The Enforcement Directorate on Wednesday told the Supreme Court that property worth about Rs. 2,000 crore each of five companies involved in the 2G spectrum allocation scam would be attached.
Senior counsel K.K. Venugopal, appearing for the CBI and the ED, told a Bench of Justices G.S. Singhvi and A.K. Ganguly, that show-cause notices had been issued to two of them and the process in respect of other companies would be completed in two months.
Mr. Venugopal, who gave this information in a status report submitted by the ED in a sealed cover, however, did not divulge the names of the companies involved. He said these proceedings were being initiated under the Prevention of Money Laundering Act (PMLA) and the Foreign Exchange Management Act (FEMA). The ED was collecting details of their property as many of the companies kept benami property.
The ED said investigation was on regarding the involvement of five foreign companies registered in British Virgin Islands. The money trail relating to the 2G spectrum allocation transactions were traced to various countries and their links to foreign bank accounts established.
Mr. Venugopal then submitted the status report of the CBI for the period March 29 to April 25 and read out portions of the second charge sheet and the investigation being conducted on various aspects.
When Justice Singhvi wanted to know whether the probe pertaining to the period between 2001 and 2007 was being covered, counsel said some more time was required for completing the probe. Reading the excerpts of the CBI's status report, Mr. Venugopal told the court that during investigation it became clear that rules were circumvented and huge amount of money, by way of bribery, exchanged in the allocation of 2G spectrum.

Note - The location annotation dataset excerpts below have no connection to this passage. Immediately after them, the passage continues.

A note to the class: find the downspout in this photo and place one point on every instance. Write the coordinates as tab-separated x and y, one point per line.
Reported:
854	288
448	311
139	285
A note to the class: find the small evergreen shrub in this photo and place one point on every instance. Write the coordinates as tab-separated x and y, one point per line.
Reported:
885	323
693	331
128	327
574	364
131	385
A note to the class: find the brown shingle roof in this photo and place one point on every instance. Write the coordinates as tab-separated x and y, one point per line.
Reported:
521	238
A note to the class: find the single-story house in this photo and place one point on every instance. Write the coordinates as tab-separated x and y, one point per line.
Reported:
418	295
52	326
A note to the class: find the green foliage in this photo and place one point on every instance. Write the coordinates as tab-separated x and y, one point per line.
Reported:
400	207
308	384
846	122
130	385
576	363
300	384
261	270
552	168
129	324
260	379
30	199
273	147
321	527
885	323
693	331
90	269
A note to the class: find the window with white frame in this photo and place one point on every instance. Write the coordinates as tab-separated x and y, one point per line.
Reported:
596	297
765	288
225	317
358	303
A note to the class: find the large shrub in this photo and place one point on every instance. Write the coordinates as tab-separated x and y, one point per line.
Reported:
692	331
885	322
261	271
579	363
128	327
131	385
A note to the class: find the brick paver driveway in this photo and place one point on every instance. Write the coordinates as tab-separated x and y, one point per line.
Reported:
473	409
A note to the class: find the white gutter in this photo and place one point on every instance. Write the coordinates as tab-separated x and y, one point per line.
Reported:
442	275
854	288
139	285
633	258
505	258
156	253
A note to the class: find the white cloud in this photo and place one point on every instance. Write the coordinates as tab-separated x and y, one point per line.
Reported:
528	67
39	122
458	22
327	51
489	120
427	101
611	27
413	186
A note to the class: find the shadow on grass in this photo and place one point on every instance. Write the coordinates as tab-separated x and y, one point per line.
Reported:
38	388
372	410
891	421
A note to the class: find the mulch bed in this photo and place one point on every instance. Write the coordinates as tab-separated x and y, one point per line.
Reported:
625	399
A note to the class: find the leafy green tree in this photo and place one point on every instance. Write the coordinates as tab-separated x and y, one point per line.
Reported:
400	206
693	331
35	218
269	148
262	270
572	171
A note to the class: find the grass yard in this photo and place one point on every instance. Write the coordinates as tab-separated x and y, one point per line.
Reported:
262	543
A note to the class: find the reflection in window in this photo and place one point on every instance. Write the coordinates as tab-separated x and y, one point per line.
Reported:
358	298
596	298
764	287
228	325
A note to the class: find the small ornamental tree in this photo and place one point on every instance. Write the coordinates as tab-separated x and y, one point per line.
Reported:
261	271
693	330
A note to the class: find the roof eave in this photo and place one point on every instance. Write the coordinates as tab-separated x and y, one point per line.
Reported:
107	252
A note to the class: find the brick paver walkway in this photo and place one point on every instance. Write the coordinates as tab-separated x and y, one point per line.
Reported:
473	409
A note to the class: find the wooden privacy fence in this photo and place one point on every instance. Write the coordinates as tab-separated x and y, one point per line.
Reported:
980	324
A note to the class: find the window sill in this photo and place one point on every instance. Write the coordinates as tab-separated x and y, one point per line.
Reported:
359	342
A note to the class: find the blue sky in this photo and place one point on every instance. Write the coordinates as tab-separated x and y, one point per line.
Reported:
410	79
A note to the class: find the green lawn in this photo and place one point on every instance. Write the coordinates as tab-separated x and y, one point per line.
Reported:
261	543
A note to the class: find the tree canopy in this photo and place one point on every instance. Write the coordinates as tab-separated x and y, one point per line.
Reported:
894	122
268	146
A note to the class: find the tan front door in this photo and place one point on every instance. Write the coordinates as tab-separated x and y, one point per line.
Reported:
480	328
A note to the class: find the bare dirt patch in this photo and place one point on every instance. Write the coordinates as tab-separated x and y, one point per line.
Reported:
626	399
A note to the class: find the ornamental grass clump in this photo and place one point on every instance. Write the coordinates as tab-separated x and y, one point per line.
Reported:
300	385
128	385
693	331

Top officials of telecom companies, including their managing directors and shareholders, were directly involved in bribery. For the first time in the country, the CBI officials were facing a scam of this magnitude, he said.
Counsel Prashant Bhushan, appearing for the petitioner, Centre for Public Interest Litigation (CPIL), referred to the two charge sheets filed and found fault with the CBI for not catching the ‘big fish' who were the real beneficiaries. Pointing out that three Reliance Telecom officials had been arrested, he said the CBI was trying to shield Chairman Anil Ambani, the real beneficiary.
The CPIL, in a fresh application, blamed the CBI for not probing the link between Tata Teleservices and former Telecom Minister A. Raja's party, the DMK. The first charge sheet “goes on for several pages as to how Tata Teleservices, which got GSM spectrum in 20 circles, was a major beneficiary of the policies followed by accused Mr. Raja.”
The application said that while the CBI might be following the case of Loop Telecom, which made huge benefits, the investigation had gone cold over the involvement of Prashant Ruia and his family members who, through a complex web of transactions, set up Loop Telecom to defraud and cheat the government for award of 2G spectrum and licences.
Justice Singhvi told counsel: “We have gone through the progress of the investigation and officers of the CBI and the ED have done a commendable job despite several constraints relating to resource, manpower and time constraint.” The Bench said it would take up this application for hearing on May 3.